I'm scared on a few levels in fact. Firstly, this isn't really a review I'm allowed to do, so let's get it out the way quickly. My wife is a vegetarian, and I love her for the conviction she has in trying to avoid all meat. I remember her anguish on finding she'd eaten a slice of bread 'fortified' with 0.05% fish oil. I didn't hear the end of that one for weeks, and as such, decided it best not to mention a few years later, on a trip to Australia, that I thought the chips we were eating were flavoured with chicken salt. This deep hatred of the ingestion of slabs of dead animal has spread to our kids. Luke has on several occasions come close to nicking s delicious chicken nugget off a friend, only to be reminded he doesn't like chicken. Never mind the fact a chicken has seldom been near any chicken nugget. So, in short, we're not meant to have meat-laced baby food within the house. But this was on special, I was at the supermarket, I needed something to draw readers back in to my blog... So here we are.
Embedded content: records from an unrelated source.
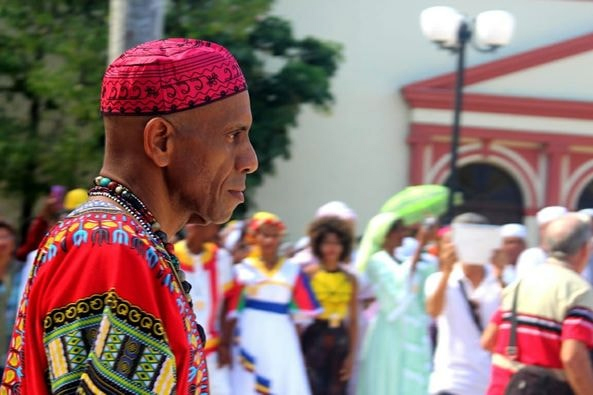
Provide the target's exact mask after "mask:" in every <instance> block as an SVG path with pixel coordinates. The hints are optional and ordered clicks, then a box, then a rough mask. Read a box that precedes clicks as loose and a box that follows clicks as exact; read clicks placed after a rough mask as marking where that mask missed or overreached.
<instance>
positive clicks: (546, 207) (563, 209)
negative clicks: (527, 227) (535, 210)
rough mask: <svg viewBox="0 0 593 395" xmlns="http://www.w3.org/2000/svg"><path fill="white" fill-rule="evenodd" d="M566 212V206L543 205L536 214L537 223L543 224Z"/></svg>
mask: <svg viewBox="0 0 593 395" xmlns="http://www.w3.org/2000/svg"><path fill="white" fill-rule="evenodd" d="M567 213H568V209H567V208H566V207H562V206H548V207H544V208H542V209H541V210H539V211H538V212H537V214H536V219H537V223H538V224H539V225H540V226H541V225H545V224H547V223H548V222H550V221H553V220H555V219H558V218H560V217H562V216H563V215H564V214H567Z"/></svg>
and that brings me to the second reason I'm scared.... Now I have to eat the bloody stuff. Still, babies eat it, apparently, so how hard can it be?
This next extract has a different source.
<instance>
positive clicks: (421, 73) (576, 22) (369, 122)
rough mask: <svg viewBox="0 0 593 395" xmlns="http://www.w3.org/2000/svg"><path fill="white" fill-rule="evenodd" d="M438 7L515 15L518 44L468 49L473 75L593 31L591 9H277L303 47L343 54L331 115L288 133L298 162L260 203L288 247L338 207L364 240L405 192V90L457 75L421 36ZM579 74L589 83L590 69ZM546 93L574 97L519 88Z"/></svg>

Contains: Vegetables (61%) (Pumpkin (50%), Potatoes (6%), Carrots), Water for cooking, Beef (10%), Corn semolina, Cornflour, Herb
Here we go again... Lots of pumpkin, not much of anything else. In fact, I'm going out on a limb here and I'll say that this is going to taste more of pumpkin than anything else. hey Watties, why not just make it entirely pumpkin, aye?
Of note, however, is the mystery 'herb' listed in the ingredients. Singular, note. Is it basil? Thyme? Rosemary? Sage? Do babies even like herbs? I don't know. I'll tell you who does like herbs, though, and that's Sean Connery, though only partially.
First impressions: looking at the label of this, I'm expecting a nice roast dinner. Like one of Willie Wonka's three course gums, but instead of a gum, it's a puréed mush. Beautifully sliced roast beef, and a whole crown pumpkin appear enticingly on the tin. Opening the can, the appearance of said mush isn't as inspiring a sight as the package art work. Very watery looking, bright orange ochre, not the most appetising thing I've seen today. Surprisingly, savoury beef lingers long on the nose, along with water. Very little pumpkin or potato, though I don't really know that potato really does smell like anything, truth be told.
Taste test: guess what? Tastes of pumpkin! There are a few nuggety soft chunks which put me in the mind of small flecks of budget mince in a university flat bolognese, but the beef flavour doesn't really shine through that well. Maybe they don't want to save the finest cuts of sirloin for the under 8 monthers, but Watties could still try and give the meat content a bit more believability. Strangely, the water and potatoes make more of an impression, though the carrot is about as anonymous as it is on the label, however. Guess what, though! Right at the back of the palate, there is indeed the slightest hint of parsley!
And you know what, just for once it is nice to eat a baby food not trying to indulge itself in superfood wankery by trying to include a miniscule portion of quinoa, so ka pai for that, Watties.
Overall: still, despite the lack of pretentiousness, tasting only of pumpkin, yet promising so much more does let this food down ultimately. 4.5/10
Enjoy: you could try with a nice central Otago Pinot noir, but that would be a waste of good wine. My advice would be ditch the food, just buy some proper steak.